Friday, December 3, 2021

Smoke

Common lore tells us that “smoke follows beauty.”  

If that’s true, then all of us, standing and sitting around the beach fire on the fifth night of Hannukah, following the day the internet didn’t come to an end as predicted, are beautiful, since no matter where you went, the plumes would find you.

And who am I to doubt the aesthetic judgment of mostly unreacted air, carbon dioxide, and water, mixed with a variable amount of mold spores, volatile organic compounds, and aldehydes?  

I do know, for sure, that the natural setting itself was particularly lovely, with a charcoal and graphite sky overhead to the east and the longest of low tide beaches stretching forth towards the west.

In fact, you could walk out so far onto the windswept sand bar that the entire shoreline expanse of Shilshole Bay, from Magnolia to Ballard and beyond was visible to your left, while simultaneously viewing all of Elliot Bay to downtown and Alki on your right, as if you were some sort of demi-Moses parting the seas of Seattle.

Maybe that was Mother Nature’s Hannukah gift of mixing together a soup of Biblical tales; who knows?

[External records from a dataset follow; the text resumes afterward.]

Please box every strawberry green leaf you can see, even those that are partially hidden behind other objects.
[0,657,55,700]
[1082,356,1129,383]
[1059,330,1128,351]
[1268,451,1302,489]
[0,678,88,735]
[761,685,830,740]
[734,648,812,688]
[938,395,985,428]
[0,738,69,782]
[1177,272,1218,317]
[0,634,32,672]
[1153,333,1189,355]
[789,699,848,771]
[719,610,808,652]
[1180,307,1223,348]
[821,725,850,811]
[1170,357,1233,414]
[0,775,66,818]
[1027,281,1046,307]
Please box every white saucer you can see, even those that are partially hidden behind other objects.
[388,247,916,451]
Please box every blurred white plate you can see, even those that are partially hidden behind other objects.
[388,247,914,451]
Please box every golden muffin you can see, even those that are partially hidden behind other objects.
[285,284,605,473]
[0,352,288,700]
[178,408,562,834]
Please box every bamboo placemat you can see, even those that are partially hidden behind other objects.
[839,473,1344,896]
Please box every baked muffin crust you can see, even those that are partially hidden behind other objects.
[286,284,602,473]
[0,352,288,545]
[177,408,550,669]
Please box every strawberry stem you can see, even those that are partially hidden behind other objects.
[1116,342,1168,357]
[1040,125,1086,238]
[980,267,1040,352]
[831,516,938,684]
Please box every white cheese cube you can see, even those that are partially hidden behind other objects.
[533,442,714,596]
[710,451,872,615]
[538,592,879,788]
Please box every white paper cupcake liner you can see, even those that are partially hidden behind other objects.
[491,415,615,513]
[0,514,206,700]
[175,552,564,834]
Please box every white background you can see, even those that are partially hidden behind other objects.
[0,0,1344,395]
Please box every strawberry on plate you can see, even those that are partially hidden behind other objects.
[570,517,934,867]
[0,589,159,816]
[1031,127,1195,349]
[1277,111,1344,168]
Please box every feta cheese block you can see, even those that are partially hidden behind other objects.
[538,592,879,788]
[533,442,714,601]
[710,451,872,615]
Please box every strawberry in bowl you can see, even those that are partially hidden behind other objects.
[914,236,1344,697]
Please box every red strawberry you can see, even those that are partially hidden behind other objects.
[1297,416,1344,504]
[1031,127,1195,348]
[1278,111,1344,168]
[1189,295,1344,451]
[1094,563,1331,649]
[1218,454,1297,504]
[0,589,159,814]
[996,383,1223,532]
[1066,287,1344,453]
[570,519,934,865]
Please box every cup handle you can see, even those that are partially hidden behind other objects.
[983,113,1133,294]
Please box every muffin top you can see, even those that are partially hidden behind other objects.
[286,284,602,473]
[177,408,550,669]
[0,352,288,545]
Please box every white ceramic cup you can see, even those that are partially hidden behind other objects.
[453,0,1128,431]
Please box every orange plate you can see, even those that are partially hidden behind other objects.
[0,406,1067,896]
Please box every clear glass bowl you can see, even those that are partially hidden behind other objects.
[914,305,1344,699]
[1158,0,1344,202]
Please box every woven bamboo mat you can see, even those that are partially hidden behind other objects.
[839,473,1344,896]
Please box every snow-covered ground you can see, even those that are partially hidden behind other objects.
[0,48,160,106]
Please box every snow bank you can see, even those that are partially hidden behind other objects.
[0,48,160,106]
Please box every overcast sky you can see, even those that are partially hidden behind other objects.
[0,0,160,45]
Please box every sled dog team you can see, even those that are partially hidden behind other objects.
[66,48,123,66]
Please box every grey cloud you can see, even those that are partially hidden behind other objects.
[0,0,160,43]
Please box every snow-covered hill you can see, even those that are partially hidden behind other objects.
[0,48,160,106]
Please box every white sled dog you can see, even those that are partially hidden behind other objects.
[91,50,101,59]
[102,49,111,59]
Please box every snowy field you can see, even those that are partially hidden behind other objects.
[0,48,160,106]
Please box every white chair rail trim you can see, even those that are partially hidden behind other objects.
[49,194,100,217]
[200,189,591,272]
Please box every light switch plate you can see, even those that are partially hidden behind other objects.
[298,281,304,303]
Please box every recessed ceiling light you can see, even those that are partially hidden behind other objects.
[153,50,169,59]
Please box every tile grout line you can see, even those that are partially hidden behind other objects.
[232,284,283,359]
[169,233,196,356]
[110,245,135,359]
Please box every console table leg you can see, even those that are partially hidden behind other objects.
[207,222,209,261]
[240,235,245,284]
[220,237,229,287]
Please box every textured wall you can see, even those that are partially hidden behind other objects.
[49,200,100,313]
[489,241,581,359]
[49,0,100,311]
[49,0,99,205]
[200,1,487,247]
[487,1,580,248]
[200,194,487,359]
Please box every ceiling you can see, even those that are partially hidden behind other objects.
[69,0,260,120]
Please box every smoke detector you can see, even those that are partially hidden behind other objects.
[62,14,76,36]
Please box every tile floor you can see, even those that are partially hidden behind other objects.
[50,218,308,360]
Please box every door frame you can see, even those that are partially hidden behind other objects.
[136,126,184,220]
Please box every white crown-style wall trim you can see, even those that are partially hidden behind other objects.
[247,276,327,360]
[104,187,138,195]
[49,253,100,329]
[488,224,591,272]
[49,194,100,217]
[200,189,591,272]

One thing’s for certain: if there is a God, He (or She, or They, or It, and All of the Above), must be pretty used to smoke following His (or Her, or Their, or Its) terrestrial handiwork, because this pale blue dot of a planet is some looker.  

No matter where you set your eyes, as you rotated and revolved about vainly trying to avoid being the subject of that old Platters’ song, they were filled with visions of loveliness, all four of the traditional elements doing their part to satisfy and surpass even the heartiest of appetites for exquisite splendor.

And Air, fire, earth, and water were made even more gorgeous by the bittersweet truth that the only way out was up, that little portending ugliness which heightens the beauty by contrast.